Baseline model: Meta Llama 3.1 8B via Groq.
Next phase: Claude Sonnet, GPT 4o, Gemini 1.5 Pro for a comparative study. Paper to follow.
CONCLUSION
If you accept that AI advisory tools will be deployed at scale in African agricultural contexts and they already are being used then the absence of evals benchmarks for this domain is a real safety gap. Models can pass standard tests and still fail on knowledge domains that matter to specific populations. This is a real problem especially if these models are actively used in low resource regions or communities.This is one data point. The paper will have four.
Manifund project if interested: [Manifund]
I assume this is a multiple-choice Q&A and so the random guessing base rate is the usual 25%? (Not quite sure how you can have ’43% accuracy’ on a 0/1/2 scoring rubric, but I guess maybe you’re counting only a ‘2’ as a ‘correct’ answer?) If so, then that sounds like pretty good performance from such a tiny antiquated model not remotely intended for this topic!

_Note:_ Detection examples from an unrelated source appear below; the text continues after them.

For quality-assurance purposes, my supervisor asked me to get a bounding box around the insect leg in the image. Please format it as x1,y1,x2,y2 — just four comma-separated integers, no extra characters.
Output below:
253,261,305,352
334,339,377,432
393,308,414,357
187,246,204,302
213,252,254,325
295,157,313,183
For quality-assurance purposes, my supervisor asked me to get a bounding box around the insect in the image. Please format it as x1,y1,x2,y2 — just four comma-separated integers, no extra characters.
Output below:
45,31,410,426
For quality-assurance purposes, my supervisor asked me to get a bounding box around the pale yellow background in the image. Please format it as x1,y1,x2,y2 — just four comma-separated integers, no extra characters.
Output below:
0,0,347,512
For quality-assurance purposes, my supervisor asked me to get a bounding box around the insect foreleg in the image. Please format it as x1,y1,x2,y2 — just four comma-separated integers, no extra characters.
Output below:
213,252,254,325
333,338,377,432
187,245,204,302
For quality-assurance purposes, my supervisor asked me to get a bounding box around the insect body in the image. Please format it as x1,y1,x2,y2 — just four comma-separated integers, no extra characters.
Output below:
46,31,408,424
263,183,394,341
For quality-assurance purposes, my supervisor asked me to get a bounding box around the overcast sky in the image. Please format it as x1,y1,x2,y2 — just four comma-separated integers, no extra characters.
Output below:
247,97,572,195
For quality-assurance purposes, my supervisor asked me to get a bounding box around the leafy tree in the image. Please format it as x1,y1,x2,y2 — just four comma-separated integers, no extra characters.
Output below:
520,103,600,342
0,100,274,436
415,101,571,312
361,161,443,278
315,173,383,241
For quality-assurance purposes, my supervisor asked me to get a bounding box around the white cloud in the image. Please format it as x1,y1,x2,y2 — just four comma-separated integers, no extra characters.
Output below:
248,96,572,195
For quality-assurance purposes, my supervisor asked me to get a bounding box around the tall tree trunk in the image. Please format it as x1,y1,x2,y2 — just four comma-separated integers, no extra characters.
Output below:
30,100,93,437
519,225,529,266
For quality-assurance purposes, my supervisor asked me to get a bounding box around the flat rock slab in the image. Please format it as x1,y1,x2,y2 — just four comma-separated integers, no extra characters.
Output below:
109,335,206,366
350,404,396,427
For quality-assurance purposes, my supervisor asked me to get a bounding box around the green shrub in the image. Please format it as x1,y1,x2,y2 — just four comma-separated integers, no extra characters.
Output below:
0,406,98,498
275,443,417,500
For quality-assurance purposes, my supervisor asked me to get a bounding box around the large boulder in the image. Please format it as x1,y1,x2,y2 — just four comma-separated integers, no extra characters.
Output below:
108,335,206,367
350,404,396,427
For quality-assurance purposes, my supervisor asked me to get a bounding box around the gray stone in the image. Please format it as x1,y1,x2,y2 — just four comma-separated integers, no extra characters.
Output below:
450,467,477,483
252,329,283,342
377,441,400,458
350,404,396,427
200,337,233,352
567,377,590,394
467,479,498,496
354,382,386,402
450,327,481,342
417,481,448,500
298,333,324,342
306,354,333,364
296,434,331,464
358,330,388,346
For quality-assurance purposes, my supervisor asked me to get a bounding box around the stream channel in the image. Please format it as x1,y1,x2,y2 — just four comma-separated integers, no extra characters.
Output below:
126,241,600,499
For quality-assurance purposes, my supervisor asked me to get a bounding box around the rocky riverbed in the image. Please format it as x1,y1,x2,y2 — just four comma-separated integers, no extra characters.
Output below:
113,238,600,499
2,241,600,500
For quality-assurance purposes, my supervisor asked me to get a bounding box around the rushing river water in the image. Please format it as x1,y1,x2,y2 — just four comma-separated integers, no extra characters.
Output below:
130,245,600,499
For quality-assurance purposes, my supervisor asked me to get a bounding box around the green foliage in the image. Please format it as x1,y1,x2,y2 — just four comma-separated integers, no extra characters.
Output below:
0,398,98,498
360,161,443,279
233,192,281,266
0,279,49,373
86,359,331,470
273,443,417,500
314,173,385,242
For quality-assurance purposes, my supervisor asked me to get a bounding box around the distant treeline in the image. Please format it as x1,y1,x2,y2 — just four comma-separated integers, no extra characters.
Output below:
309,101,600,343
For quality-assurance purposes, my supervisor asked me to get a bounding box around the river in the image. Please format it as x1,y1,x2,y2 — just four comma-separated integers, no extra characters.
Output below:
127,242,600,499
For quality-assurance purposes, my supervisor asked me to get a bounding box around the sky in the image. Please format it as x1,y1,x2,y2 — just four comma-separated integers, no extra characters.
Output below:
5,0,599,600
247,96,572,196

If anything, too good, and I’d immediately wonder about dataset biases like whether your answers are too guessable, since you didn’t say anything about how you constructed it or ensured that it’s not easily cheated by a LLM in the usual ways.
The benchmark is open ended Q&A, not multiple choice, so there is no 25% random baseline. The model generates free text responses and has no options to select from.43% is the percentage of questions scoring 2 which is fully correct. I should have stated that more clearly.
For the questions, they were constructed from Nigerian veterinary curriculum materials and my years of specific training as a vet student. They are not answerable by general veterinary knowledge, breed specific production parameters for White Fulani or field recognition cues for trypanosomiasis as a Fulani herdsman would use them do not appear in Western literature. That is the gap being measured.
I am a little confused then, how is it possible to score as high as 43% in giving ‘fully correct’ answers on topics which are not answerable by what sounds like the only material any LLM would have access to in training? If you could answer them by ‘general veterinary knowledge’ or documented breed-level knowledge, then maybe I wouldn’t be surprised, but you specifically claim that to not be the case. Are the LLM doing this using online ‘Nigerian veterinary curriculum materials ’ or what?